First Security Bank of Owensboro has further expanded into the Evansville, Ind., market with the acquisition of a former Integra Bank building in downtown Louisville. The acquisition is the latest in a string of announcements this year that have included opening a new office in Lexington, opening a new headquarters location in downtown Owensboro, and acquiring four branch locations in the Louisville market.


— A $120,000 grant has been issued to study future uses of the Blue Grass Army Depot’s weapons disposal plant after the weapons are gone, the Richmond Register reports. The first phase of the plan will be a job-loss aversion study and is being funded by the Kentucky Education and Workforce Development Cabinet. The chemical weapons stockpile stored at the depot is comprised of 523 tons of nerve agents GB and VX, and mustard agent in projectiles, warheads and rockets. A weapons disposal plant is being built to destroy the weapons. Nearly 1,000 people are employed to facilitate the chemical weapons disposal mission.

Thunder Tool & Manufacturing Ltd., a Canadian metal stamping company, has purchased a 30,000-s.f. facility in Richmond’s Industrial Park South II. “When the opportunity arose for us to put our facility in the United States and expand our presence in North America, we were excited that Richmond, Ky., had everything we were looking for,” said Singh Hansra, president and CEO of Thunder Manufacturing USA Inc. “Richmond has a strategic location, sound workforce and business-friendly local government.” The company is investing $2.2 million in the project and plans to hire 45 full-time employees.


MainSource Bank, a Greensburg, Ind.-based bank that operates in Indiana, Illinois, Kentucky and Ohio, has expanded its presence in Kentucky with the purchase of an American Founders Bank Inc. branch in Shelbyville, Ky. The purchase includes the banking facility as well as approximately $37 million in loans and $37 million in deposits. Lexington-based American Founders Bancorp, through its subsidiary American Founders Bank, currently has seven financial centers in Lexington, Louisville and Shelbyville.

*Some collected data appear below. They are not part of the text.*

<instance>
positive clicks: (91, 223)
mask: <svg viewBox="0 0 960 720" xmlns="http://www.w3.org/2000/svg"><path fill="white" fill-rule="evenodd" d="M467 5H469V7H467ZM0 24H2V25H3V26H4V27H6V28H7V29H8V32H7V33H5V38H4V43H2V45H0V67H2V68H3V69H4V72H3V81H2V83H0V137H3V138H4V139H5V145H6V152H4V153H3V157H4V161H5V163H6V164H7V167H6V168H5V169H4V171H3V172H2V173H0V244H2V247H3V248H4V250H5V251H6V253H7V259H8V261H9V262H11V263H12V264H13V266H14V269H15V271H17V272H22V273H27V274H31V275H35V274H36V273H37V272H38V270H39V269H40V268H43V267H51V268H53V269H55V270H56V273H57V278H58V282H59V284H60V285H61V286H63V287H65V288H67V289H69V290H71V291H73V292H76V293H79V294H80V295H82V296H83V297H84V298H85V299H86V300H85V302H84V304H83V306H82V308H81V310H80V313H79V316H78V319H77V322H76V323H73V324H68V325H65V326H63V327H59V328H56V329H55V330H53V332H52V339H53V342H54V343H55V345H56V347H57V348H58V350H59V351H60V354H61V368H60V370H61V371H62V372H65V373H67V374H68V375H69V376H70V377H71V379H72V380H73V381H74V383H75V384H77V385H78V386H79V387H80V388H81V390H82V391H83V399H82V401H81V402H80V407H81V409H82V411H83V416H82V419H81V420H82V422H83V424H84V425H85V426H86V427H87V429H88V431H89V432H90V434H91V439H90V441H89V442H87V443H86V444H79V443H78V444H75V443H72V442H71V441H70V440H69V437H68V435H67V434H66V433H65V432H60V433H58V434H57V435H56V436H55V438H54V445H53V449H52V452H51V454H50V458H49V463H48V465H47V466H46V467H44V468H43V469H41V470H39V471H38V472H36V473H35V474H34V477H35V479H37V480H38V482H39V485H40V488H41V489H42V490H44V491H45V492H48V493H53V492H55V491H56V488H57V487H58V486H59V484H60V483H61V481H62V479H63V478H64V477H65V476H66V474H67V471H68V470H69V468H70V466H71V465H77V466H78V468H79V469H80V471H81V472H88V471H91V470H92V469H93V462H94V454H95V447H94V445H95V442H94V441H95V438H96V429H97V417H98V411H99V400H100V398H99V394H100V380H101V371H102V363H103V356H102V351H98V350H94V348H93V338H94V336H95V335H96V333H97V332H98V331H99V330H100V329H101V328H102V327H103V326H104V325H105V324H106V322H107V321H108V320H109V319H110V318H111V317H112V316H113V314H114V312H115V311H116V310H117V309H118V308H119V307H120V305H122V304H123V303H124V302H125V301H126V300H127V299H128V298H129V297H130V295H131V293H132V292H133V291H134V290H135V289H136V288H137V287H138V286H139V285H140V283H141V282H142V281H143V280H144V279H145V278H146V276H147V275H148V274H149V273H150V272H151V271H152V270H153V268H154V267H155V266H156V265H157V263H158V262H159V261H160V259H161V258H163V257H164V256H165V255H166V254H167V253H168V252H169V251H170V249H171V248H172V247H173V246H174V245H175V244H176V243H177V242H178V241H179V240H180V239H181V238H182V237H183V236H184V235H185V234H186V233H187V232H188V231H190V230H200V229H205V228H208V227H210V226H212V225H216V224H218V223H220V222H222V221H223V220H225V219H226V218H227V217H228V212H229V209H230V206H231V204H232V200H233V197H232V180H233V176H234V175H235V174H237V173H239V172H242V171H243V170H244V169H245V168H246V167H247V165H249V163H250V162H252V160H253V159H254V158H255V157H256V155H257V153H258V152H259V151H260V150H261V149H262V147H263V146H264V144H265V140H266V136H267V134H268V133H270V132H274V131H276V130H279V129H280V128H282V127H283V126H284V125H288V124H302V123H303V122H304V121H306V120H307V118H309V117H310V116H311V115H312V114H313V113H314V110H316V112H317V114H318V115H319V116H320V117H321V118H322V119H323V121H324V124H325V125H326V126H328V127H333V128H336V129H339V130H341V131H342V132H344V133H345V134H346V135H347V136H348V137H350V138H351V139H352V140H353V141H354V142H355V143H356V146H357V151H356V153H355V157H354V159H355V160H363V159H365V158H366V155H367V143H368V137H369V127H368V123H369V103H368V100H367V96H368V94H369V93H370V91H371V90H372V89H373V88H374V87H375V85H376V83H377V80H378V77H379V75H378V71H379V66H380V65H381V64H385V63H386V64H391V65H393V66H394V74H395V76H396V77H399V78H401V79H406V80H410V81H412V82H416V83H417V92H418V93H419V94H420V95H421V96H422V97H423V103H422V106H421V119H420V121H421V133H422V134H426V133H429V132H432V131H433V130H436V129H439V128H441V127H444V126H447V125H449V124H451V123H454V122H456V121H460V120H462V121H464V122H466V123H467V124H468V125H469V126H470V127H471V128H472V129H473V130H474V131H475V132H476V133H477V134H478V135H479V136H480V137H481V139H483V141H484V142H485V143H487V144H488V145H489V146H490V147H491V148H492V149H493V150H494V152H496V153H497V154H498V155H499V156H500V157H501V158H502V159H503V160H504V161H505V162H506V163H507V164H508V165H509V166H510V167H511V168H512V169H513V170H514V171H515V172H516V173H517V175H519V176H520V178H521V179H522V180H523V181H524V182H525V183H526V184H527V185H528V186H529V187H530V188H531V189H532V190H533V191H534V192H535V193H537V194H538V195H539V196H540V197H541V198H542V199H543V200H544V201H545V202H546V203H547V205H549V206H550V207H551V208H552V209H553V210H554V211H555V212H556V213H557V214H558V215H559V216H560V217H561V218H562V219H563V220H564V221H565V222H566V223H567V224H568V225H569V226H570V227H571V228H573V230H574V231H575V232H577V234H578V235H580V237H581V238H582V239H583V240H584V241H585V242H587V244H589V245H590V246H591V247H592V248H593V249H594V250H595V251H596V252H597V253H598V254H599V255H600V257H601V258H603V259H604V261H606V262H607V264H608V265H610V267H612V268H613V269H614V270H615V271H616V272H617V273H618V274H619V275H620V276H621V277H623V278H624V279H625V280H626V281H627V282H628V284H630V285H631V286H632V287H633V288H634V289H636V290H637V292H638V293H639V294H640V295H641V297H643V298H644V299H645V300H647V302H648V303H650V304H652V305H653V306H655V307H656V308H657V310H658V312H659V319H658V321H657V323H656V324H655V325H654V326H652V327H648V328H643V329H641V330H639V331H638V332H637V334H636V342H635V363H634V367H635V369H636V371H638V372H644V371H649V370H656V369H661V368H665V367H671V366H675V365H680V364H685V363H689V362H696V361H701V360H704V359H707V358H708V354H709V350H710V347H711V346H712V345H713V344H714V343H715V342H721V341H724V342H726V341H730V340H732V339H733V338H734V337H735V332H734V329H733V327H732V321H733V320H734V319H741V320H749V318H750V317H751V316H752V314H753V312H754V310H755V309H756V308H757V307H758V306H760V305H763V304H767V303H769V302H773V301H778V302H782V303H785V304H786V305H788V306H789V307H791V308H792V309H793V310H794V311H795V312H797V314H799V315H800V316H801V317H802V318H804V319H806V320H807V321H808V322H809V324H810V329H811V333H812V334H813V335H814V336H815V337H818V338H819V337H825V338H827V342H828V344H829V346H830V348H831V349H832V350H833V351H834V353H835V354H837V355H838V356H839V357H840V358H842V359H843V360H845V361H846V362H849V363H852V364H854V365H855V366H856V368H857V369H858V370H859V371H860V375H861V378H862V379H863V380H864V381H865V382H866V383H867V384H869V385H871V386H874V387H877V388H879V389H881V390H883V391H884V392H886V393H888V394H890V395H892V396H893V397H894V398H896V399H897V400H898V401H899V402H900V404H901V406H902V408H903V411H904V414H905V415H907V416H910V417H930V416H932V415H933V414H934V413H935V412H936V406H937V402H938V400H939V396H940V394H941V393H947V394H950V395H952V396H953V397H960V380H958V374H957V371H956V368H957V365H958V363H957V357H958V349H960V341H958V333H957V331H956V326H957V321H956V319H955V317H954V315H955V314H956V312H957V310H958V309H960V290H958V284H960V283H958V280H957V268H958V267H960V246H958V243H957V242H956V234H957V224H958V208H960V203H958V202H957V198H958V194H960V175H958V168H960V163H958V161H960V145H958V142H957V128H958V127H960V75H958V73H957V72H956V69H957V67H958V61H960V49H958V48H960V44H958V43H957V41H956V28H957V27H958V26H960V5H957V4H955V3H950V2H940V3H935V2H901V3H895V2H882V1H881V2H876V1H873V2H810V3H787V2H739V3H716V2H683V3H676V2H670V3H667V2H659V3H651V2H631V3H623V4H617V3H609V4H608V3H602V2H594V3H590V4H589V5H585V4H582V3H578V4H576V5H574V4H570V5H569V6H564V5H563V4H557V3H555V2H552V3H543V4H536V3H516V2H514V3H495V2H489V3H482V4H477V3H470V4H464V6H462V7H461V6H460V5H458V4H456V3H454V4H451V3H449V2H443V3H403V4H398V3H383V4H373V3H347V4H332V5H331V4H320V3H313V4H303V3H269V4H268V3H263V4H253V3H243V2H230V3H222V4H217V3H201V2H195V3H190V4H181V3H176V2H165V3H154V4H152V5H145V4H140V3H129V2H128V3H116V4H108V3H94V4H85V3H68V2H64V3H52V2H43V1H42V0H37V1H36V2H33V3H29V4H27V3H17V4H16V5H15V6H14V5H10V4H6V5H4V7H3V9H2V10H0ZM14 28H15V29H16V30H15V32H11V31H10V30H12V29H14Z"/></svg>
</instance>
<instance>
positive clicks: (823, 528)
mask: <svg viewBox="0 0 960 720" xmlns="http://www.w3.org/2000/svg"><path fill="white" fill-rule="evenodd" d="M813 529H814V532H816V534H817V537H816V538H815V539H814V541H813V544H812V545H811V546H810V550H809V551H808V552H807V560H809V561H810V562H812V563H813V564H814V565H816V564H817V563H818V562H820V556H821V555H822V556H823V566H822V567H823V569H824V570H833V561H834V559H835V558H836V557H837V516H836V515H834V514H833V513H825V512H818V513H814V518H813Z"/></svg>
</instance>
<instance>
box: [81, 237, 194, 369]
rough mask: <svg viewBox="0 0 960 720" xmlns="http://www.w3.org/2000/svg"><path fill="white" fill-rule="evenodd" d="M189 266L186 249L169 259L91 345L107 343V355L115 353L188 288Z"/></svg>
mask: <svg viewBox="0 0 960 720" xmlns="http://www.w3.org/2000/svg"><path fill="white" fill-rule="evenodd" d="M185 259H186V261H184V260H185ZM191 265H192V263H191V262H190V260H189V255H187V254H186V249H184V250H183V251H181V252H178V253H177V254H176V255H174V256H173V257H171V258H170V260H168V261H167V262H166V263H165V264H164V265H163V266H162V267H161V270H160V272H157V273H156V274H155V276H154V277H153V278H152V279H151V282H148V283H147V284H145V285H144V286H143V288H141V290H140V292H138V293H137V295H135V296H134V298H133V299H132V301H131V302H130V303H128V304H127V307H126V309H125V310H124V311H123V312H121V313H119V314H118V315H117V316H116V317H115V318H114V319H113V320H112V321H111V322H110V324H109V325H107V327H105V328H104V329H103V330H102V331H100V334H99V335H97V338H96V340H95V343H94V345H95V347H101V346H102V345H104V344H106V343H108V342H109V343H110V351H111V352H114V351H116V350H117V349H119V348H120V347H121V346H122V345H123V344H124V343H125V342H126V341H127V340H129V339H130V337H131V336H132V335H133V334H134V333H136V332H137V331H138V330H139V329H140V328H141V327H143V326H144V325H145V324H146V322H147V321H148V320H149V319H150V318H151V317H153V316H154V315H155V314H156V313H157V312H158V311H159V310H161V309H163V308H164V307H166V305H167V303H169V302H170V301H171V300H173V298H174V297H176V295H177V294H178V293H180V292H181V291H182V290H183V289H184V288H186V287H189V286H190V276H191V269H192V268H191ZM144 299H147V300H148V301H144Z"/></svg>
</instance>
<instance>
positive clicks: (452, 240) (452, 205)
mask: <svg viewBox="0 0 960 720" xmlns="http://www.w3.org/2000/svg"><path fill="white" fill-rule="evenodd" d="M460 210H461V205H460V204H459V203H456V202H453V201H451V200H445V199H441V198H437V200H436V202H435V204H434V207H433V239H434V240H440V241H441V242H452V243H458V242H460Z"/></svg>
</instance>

— Lexington marketing and public relations firm Preston-Osborne has opened a regional satellite office in Somerset. CEO Phil Osborne said, “The location here gives us better exposure in the immediate area for the services we provide and also serves as a central point to expand our visibility more readily in other areas of the state where we have some existing clients, including the east-west corridors along the parkways from Hazard to Bowling Green.”

Tru-Check Inc., a Somerset company that collects data for utility companies, has built a new 6,000-s.f. national headquarters facility in Somerset and is adding 10 full-time positions. Since being formed in 1993, the company now reads more than 2.5 million meters each month.


Louisville-based Office Resource Inc. and Cardinal Office Systems, which has offices in Lexington/Nicholasville, Frankfort and Bowling Green, have combined to create a statewide enterprise. The combined company offers architectural systems, technology solutions and contract furniture and services.